CULTURA É UM CONCEITO REACIONÁRO
(...) (...) A experiência petista foi formular a política ouvindo os produtores culturais ao longo do país, mais de 2 mil entidades. O objetivo era também estabelecer uma ampla frente de apoio político. O que quer o governo Temer? Imagino que o sonho dos burocratas que o cercam é apenas cortar gastos. Mas mexer em cultura e ciência, fechando dois ministérios, significa abrir longa discussão. Diante das circunstâncias, sou a favor, como quase todo mundo, do corte de despesas estatais.
Quando ele se faz suprimindo e reagrupando ministérios, sua lógica não pode ser medida só em grana. Qual a política de Temer para cultura e ciência? O departamento de distribuição de culpas da esquerda já aponta para os defensores do impeachment: olha o que fizeram. Lembro-me sempre de um ministro húngaro, após a queda do Muro de Berlim: havia uns fanáticos que achavam que o estado resolve tudo, entraram outros que veem no mercado a solução para todos os problemas. Isto significa que a luta pelo equilíbrio deve continuar, sobretudo após a queda de um dos polos da contradição. A ideia de que cultura e ciência não têm importância num país falido é um equivoco. Ao lado da tecnologia, essas duas dimensões conferem mais valor ao nosso trabalho. O caso da Estrada Real, por onde o ouro era transportado de Minas até Paraty, é apenas uma de centenas de exemplos. Era apenas um espaço vazio de memória. Quando as pessoas perceberam que estavam percorrendo um caminho histórico, sentiram algo que é fundamental na nova ideia do turismo: aprenderam alguma coisa, percorrem um novo espaço. A cultura conferiu um valor novo à região.
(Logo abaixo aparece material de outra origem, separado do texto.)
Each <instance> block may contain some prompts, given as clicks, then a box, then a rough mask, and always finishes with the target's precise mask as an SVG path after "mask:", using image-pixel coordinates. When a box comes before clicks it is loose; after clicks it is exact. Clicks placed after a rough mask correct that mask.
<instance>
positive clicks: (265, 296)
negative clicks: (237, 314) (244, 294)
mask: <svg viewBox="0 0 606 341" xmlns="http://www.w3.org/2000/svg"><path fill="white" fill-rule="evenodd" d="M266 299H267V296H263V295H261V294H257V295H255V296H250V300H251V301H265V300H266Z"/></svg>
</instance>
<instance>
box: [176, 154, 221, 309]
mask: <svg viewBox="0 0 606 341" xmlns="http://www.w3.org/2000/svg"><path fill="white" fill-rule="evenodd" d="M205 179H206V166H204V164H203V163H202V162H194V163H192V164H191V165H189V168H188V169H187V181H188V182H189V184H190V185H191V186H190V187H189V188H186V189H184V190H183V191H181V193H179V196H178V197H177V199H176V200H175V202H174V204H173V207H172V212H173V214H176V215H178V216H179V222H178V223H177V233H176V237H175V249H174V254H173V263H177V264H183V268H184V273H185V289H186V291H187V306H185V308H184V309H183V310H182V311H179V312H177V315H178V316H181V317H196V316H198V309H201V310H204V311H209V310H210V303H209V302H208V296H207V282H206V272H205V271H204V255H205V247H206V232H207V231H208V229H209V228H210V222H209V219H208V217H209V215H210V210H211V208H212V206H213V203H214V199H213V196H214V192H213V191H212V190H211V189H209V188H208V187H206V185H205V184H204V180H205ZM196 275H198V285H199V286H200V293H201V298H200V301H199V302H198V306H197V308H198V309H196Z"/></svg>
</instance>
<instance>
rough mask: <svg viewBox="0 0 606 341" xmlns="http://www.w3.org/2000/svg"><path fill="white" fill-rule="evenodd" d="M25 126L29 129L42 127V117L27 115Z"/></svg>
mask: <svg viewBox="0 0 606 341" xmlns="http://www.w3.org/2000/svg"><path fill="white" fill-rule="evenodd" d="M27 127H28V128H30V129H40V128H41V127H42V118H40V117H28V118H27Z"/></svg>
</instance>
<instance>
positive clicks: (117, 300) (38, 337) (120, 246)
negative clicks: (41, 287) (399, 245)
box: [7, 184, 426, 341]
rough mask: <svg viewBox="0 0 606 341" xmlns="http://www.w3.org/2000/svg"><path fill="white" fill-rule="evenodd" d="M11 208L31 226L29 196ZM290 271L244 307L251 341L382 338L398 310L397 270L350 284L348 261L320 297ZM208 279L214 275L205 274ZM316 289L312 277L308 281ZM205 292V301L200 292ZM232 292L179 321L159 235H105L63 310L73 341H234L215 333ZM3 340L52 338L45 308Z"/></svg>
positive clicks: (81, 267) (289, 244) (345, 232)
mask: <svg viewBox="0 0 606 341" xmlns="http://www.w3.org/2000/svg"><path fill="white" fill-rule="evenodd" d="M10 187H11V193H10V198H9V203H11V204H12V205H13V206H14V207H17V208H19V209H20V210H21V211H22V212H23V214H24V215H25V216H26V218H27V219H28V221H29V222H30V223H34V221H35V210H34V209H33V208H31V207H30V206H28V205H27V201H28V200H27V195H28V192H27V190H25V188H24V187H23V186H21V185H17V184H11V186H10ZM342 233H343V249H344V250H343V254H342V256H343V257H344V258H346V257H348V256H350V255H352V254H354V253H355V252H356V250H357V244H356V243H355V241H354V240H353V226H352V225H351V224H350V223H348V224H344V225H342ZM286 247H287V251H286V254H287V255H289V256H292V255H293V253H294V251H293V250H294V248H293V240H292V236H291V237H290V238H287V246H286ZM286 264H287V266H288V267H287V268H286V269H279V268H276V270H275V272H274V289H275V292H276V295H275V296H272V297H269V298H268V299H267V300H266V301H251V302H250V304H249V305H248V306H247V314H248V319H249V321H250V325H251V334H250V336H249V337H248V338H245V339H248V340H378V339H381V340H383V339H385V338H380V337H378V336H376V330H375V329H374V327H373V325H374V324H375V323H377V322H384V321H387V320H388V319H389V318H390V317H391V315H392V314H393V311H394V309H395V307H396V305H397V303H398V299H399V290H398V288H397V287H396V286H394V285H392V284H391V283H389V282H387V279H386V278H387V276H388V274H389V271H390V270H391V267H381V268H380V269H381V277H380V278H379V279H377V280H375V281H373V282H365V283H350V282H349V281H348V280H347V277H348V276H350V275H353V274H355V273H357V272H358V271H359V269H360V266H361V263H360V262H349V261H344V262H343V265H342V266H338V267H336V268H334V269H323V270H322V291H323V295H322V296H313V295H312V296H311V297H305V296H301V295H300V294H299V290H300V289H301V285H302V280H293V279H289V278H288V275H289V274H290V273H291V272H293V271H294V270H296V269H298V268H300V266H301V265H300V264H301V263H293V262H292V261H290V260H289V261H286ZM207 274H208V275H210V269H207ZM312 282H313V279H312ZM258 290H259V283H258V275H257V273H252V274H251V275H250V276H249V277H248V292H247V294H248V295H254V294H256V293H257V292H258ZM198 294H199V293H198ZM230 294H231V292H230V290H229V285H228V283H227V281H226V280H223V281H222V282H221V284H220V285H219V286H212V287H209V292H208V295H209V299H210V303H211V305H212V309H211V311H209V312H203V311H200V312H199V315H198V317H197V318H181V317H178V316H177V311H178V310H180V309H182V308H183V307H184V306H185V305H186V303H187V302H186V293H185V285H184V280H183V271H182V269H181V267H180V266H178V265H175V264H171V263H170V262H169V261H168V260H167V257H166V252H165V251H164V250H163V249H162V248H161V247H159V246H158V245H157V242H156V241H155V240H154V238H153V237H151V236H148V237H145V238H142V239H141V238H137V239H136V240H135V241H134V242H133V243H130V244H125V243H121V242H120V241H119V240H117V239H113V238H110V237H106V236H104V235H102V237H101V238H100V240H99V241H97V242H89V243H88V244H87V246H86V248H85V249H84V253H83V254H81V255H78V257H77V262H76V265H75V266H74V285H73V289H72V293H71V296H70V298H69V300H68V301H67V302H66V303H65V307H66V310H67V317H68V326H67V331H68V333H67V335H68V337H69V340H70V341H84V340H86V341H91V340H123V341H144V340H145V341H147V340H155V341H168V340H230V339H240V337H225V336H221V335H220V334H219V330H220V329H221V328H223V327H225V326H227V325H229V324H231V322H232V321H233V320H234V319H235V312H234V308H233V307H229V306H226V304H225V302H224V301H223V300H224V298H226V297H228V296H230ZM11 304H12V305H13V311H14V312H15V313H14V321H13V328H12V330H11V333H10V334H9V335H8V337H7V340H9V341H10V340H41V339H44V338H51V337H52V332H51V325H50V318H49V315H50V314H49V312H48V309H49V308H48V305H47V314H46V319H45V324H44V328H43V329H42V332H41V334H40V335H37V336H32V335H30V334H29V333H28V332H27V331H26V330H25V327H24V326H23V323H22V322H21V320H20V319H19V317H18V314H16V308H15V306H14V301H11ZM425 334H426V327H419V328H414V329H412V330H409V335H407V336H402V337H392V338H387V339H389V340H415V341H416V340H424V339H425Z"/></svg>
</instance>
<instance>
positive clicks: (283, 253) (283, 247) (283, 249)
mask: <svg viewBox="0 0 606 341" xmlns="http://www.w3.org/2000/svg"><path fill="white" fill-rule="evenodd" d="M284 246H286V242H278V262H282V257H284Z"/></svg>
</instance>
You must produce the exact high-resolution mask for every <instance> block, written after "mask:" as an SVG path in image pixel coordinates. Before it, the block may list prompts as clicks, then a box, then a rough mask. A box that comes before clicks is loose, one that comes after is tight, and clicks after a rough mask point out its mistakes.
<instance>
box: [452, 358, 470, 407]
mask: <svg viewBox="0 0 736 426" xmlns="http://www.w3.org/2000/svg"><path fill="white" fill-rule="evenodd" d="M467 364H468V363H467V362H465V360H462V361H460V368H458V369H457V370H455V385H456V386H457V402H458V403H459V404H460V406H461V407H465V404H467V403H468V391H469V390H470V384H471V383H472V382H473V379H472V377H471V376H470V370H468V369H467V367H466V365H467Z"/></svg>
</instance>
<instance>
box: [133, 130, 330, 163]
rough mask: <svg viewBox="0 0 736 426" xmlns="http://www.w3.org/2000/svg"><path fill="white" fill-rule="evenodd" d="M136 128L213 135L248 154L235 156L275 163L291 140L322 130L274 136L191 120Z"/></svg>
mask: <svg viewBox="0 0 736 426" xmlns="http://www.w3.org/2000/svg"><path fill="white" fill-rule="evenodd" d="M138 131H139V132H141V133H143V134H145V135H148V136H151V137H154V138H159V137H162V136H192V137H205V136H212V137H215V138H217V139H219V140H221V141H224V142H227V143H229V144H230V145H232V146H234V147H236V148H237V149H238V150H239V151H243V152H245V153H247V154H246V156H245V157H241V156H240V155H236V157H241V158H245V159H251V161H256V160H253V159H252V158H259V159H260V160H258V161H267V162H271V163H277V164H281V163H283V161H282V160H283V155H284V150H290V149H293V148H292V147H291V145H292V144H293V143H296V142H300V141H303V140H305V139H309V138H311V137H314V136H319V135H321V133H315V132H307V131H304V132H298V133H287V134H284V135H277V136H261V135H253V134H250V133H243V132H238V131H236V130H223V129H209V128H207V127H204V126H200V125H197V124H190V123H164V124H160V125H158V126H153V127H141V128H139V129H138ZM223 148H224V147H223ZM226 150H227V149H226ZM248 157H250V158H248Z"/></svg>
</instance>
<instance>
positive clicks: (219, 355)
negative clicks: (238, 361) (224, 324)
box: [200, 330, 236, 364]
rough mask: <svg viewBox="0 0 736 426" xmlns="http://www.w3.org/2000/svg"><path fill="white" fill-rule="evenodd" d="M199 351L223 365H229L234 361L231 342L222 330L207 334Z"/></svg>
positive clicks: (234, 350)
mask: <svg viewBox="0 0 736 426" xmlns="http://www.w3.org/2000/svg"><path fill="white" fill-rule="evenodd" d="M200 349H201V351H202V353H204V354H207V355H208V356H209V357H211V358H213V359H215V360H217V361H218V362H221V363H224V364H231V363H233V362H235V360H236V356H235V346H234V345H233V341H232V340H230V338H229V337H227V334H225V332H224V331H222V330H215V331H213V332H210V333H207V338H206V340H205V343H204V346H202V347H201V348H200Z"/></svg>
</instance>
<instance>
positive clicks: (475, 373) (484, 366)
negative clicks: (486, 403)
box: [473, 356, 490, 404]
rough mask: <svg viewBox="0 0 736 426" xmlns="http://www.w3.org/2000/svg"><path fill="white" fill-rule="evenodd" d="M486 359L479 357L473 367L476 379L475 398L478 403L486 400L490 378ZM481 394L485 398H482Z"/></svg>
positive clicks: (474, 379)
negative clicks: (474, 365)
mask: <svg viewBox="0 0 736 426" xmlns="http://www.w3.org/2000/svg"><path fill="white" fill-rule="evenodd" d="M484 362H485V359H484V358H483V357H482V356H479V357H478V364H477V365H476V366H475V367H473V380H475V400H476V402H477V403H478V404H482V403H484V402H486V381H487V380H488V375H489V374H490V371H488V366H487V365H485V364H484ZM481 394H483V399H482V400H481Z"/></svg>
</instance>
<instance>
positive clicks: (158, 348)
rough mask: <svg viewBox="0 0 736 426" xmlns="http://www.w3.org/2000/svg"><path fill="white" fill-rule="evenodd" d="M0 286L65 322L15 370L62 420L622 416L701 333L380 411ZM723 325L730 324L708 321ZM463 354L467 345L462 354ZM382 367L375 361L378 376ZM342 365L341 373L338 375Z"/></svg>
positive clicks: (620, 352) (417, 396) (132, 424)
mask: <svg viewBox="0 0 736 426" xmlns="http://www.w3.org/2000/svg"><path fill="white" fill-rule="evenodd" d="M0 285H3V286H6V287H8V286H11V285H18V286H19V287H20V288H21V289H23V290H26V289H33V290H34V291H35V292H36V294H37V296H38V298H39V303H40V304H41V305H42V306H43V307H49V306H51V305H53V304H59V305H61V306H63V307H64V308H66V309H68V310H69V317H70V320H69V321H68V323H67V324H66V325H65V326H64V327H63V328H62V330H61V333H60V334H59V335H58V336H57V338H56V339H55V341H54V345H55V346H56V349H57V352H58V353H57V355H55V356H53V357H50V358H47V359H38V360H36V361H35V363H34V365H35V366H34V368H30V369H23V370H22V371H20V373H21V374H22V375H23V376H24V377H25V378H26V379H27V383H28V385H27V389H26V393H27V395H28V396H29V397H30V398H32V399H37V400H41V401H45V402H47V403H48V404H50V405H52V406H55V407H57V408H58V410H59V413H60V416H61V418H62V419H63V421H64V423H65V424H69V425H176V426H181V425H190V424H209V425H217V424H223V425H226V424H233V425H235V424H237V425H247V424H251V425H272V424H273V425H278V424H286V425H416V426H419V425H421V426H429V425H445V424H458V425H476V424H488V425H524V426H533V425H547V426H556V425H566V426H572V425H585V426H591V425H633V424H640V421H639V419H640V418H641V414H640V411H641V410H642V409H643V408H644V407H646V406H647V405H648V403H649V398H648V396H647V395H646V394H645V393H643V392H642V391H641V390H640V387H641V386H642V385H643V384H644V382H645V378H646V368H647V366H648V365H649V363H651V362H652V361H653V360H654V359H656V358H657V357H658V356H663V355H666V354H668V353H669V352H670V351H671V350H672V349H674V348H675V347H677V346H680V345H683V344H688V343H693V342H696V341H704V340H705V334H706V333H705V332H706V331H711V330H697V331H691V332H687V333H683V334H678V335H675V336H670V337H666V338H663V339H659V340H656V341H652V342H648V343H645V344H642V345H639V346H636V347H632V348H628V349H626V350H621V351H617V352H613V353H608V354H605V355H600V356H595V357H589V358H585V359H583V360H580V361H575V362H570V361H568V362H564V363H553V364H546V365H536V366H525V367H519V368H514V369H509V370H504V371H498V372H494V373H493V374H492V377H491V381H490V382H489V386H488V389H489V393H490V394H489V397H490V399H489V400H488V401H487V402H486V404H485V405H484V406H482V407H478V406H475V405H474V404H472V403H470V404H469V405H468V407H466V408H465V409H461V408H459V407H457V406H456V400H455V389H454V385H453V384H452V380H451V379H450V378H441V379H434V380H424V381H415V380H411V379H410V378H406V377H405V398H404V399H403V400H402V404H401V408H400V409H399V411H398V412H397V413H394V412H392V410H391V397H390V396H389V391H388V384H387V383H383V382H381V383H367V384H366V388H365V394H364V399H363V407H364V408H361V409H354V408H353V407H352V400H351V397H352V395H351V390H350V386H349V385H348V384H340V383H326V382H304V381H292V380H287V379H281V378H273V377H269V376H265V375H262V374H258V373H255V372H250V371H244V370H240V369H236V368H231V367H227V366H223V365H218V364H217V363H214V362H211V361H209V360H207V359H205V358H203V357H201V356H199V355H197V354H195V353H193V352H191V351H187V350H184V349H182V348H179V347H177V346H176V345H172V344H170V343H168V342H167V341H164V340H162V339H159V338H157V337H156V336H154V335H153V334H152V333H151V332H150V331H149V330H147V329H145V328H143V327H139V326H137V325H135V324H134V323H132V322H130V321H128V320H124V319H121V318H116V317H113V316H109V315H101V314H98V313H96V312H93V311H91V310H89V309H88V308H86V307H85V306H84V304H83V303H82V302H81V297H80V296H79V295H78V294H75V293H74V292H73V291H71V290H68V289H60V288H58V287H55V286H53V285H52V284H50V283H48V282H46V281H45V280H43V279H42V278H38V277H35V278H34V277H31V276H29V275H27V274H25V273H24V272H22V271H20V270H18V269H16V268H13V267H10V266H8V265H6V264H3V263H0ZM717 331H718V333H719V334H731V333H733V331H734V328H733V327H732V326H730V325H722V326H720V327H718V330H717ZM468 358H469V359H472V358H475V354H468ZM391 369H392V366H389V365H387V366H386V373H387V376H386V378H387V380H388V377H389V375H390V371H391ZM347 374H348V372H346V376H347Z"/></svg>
O período que nos antecedeu foi muito polarizado. Se reduzirmos a cultura a uma contradição esquerda-direita, corremos o risco de jogar fora o bebê com a água do banho. Ela tem um papel na reconstrução econômica. É uma poderosa indústria, conta com milhares de produtores independentes. A maioria deles não depende do governo. Não estamos condenados a exportar commodities. Bem articuladas, cultura e relações exteriores podem ampliar nosso alcance. Atribui-se a um oficial franquista, na Guerra Civil Espanhola, esta frase: quando ouço a palavra cultura, saco minha pistola. Vivemos tempos diferentes. Quando se ouve a palavra cultura, saca-se a tesoura. E é compreensível, até no orçamento das famílias. Não é preciso ter uma câmera na mão, uma ideia na cabeça. Os dirigentes precisam de uma tesoura na mão e uma ideia na cabeça. Sem uma ideia, a tesoura parece uma pistola.
PS: No fim da tarde de sábado, soube que o governo estava se movimentando para resolver o problema. Fala-se na volta do Ministério. Ouvi a hipótese de uma secretaria especial. Há boa vontade, mas ainda falta uma visão das linhas gerais de sua política.